Prior to 1870, law schools as we know them know, as entities affiliated with universities, were very few. The major method of legal education was through the apprenticeship system, which often produced lawyers of dubious quality. Apprentice standards and reading lists were far from standardized and bar admission officers were often more concerned with granting favors to their friends than with the quality of the lawyers they admitted to the bar. Supplementing this were some startup law schools of various educational methods not associated with universities and not required for admittance to the bar, as well as lectureships on legal issues at established colleges and universities that often served more to prepare students to proverbially “not sound like an idiot” when talking about law than to actually train lawyers. It was in 1870 that Christopher Columbus Langdell instituted his influential case method of instruction at Harvard, revitalizing the professional school within the university with a new pedagogical approach devoted to the production of lawyers trained on case precedents in the classroom rather than in the courtroom.

Reactions to, and variations of, this mode would be integral in the subsequent founding of many other law schools around the country. Some were founded with the intention of being part of a university while others would later be subsumed by one. While St. Louis University’s law school dated back to 1843 and Georgetown launched its law school in 1870, the Jesuits in Chicago appear to have been focused on liberal arts education instead. It is likely that their collection of secular and canon law was more for their own philosophical and educational use; Jesuits are notorious for their desire to learn everything about everything, and teach it as well.
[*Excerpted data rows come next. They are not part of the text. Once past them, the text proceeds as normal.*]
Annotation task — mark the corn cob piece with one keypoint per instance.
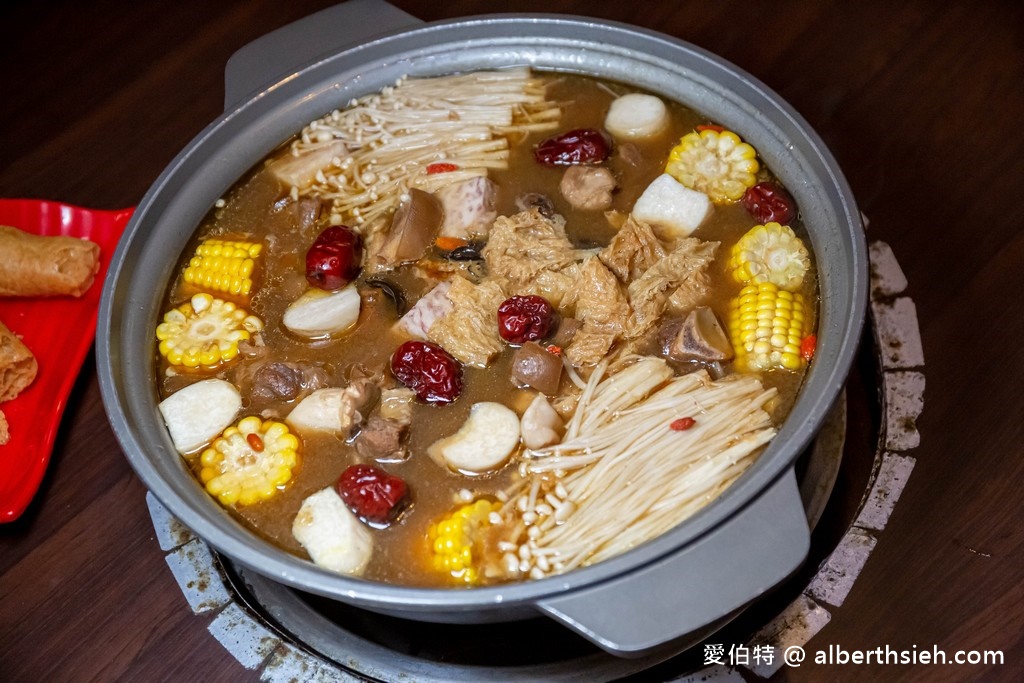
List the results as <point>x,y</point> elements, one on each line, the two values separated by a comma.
<point>223,265</point>
<point>455,540</point>
<point>204,333</point>
<point>249,462</point>
<point>770,253</point>
<point>767,327</point>
<point>716,163</point>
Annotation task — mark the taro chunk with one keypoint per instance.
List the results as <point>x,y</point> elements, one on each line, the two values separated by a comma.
<point>672,208</point>
<point>483,443</point>
<point>636,116</point>
<point>334,537</point>
<point>198,414</point>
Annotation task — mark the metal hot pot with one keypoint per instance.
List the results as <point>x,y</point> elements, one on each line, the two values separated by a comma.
<point>686,582</point>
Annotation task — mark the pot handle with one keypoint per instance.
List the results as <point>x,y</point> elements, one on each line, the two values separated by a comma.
<point>270,57</point>
<point>705,583</point>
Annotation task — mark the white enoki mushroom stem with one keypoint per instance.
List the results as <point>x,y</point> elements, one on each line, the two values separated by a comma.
<point>625,476</point>
<point>394,135</point>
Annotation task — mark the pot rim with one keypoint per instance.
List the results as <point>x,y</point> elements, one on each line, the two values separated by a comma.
<point>548,42</point>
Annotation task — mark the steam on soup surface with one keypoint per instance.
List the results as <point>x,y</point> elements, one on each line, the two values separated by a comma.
<point>486,328</point>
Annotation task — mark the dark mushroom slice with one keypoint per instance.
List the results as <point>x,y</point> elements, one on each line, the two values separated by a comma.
<point>391,291</point>
<point>535,367</point>
<point>699,338</point>
<point>413,229</point>
<point>542,203</point>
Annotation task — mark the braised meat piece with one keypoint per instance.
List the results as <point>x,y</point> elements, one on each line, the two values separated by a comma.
<point>542,203</point>
<point>280,380</point>
<point>381,439</point>
<point>588,187</point>
<point>468,208</point>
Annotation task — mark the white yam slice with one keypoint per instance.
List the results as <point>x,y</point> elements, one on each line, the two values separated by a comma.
<point>197,415</point>
<point>636,116</point>
<point>541,424</point>
<point>431,307</point>
<point>484,441</point>
<point>300,170</point>
<point>317,313</point>
<point>469,208</point>
<point>673,208</point>
<point>320,412</point>
<point>334,537</point>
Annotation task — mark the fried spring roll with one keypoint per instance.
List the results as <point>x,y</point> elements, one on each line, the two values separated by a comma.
<point>38,265</point>
<point>17,366</point>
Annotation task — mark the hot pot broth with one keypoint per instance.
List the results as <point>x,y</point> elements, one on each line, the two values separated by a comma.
<point>263,209</point>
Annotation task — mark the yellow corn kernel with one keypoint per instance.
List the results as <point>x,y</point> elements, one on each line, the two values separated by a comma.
<point>765,335</point>
<point>455,540</point>
<point>718,164</point>
<point>224,265</point>
<point>204,333</point>
<point>770,253</point>
<point>249,462</point>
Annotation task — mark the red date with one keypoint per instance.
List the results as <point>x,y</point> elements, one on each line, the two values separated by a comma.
<point>767,202</point>
<point>428,370</point>
<point>523,318</point>
<point>334,258</point>
<point>373,494</point>
<point>583,145</point>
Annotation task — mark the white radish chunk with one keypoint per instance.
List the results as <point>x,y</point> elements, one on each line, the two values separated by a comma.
<point>469,208</point>
<point>484,441</point>
<point>318,313</point>
<point>197,415</point>
<point>334,537</point>
<point>432,306</point>
<point>672,207</point>
<point>541,424</point>
<point>320,412</point>
<point>636,116</point>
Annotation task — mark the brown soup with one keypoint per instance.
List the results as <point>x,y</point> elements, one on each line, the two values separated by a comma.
<point>264,210</point>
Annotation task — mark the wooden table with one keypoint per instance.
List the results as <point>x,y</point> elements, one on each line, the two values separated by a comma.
<point>920,101</point>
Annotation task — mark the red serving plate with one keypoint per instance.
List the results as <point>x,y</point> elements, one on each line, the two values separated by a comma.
<point>59,332</point>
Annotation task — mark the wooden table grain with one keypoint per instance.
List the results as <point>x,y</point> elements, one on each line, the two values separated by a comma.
<point>922,103</point>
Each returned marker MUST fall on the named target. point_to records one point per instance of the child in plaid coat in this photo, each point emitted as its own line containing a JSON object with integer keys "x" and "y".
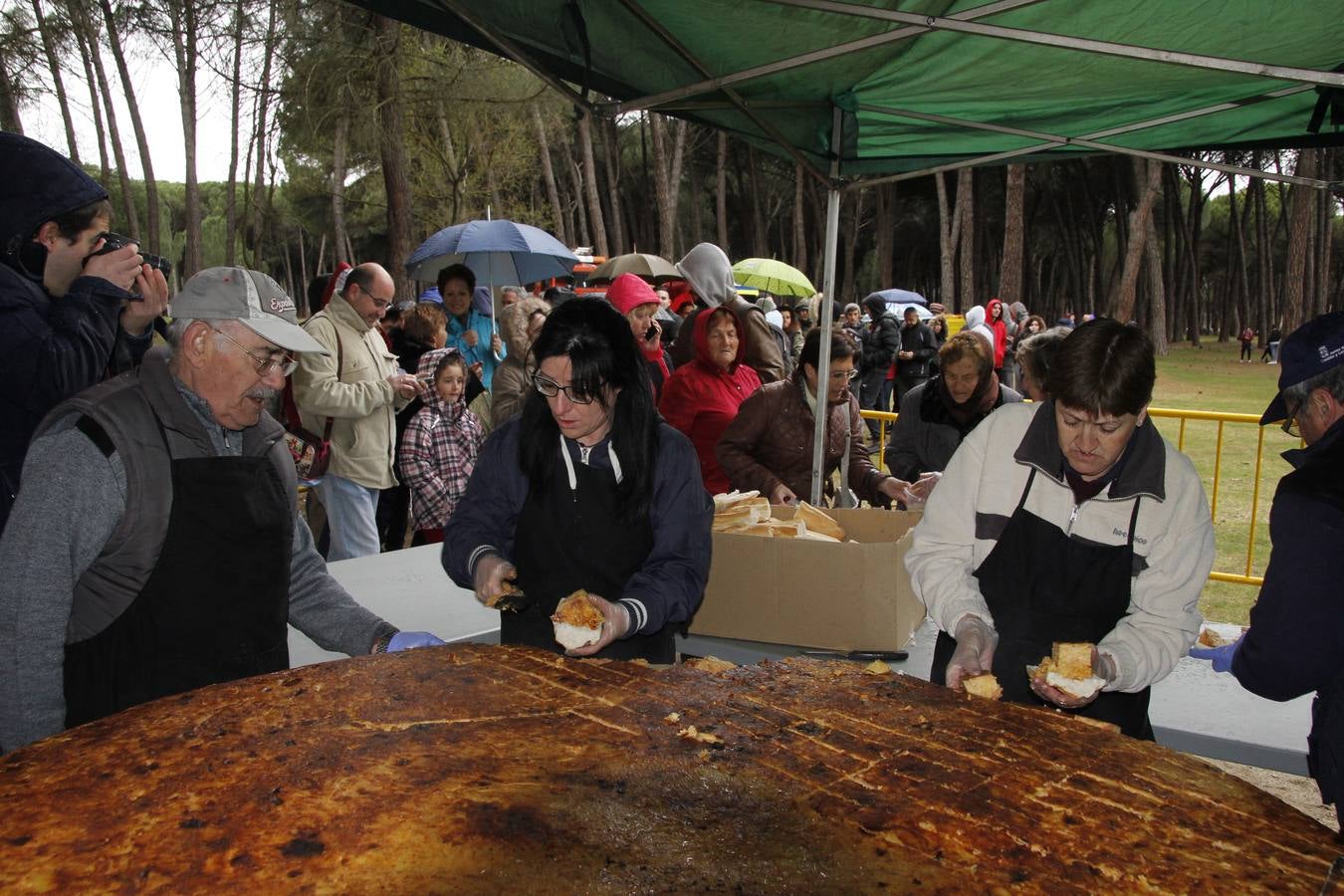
{"x": 441, "y": 445}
The next question that I would ask about Loyola’s law school, founded when St Ignatius College became Loyola University in 1908, is what caused the Jesuits to wish to create it then? It is helpful to look to the north. The Jesuits were doing the same thing at the same time in Milwaukee. In 1908, Marquette also became a university, with a law school being established. Both Loyola and Marquette’s schools were primarily night schools at first. According to Hugh C. MacGill and R. Kent Newmyer, Marquette’s law school was established to give often poor ethnic Catholics from Milwaukee a legal education (albeit, one that was viewed less favorably by the Anglo establishment) which was refused to them by the rural University of Wisconsin. The next step in my research about the history of Loyola’s law school will be to decide whether I think the same dynamic was happening in Chicago, in reaction to different influential Anglo-Protestant schools, Northwestern and the University of Chicago. Complicating Loyola’s perceived parallel to Marquette is the existence of the Illinois College of Law at the time, which would, in 1912, be subsumed by DePaul. I hope to gain a better understanding of the relationship between the two by the time I am done with my research.

Want to learn more? Helpful readings include Robert Bocking Stevens’s Law School: Legal Education in America from the 1850s to the 1980s (Chapel Hill: University of North Carolina Press, 1983) and Hugh C. MacGill and R. Kent Newmyer’s essay, “Legal Education and Legal Thought, 1790-1920,” in the Cambridge History of Law in America Volume 2: The Long Nineteenth Century (1789–1920) ed. Michael Grossberg and Christopher L. Tomlins (New York: Cambridge University Press, 2008), 36-67. You can also find a short timeline history of the Loyola School of Law here.

5 thoughts on “Did the Jesuits intend to found a law school in 1870?

  1. John Breen, Loyola Law school professor, is currently writing a book on the history of Catholic Law schools in America. He might be a valuable resource for your work.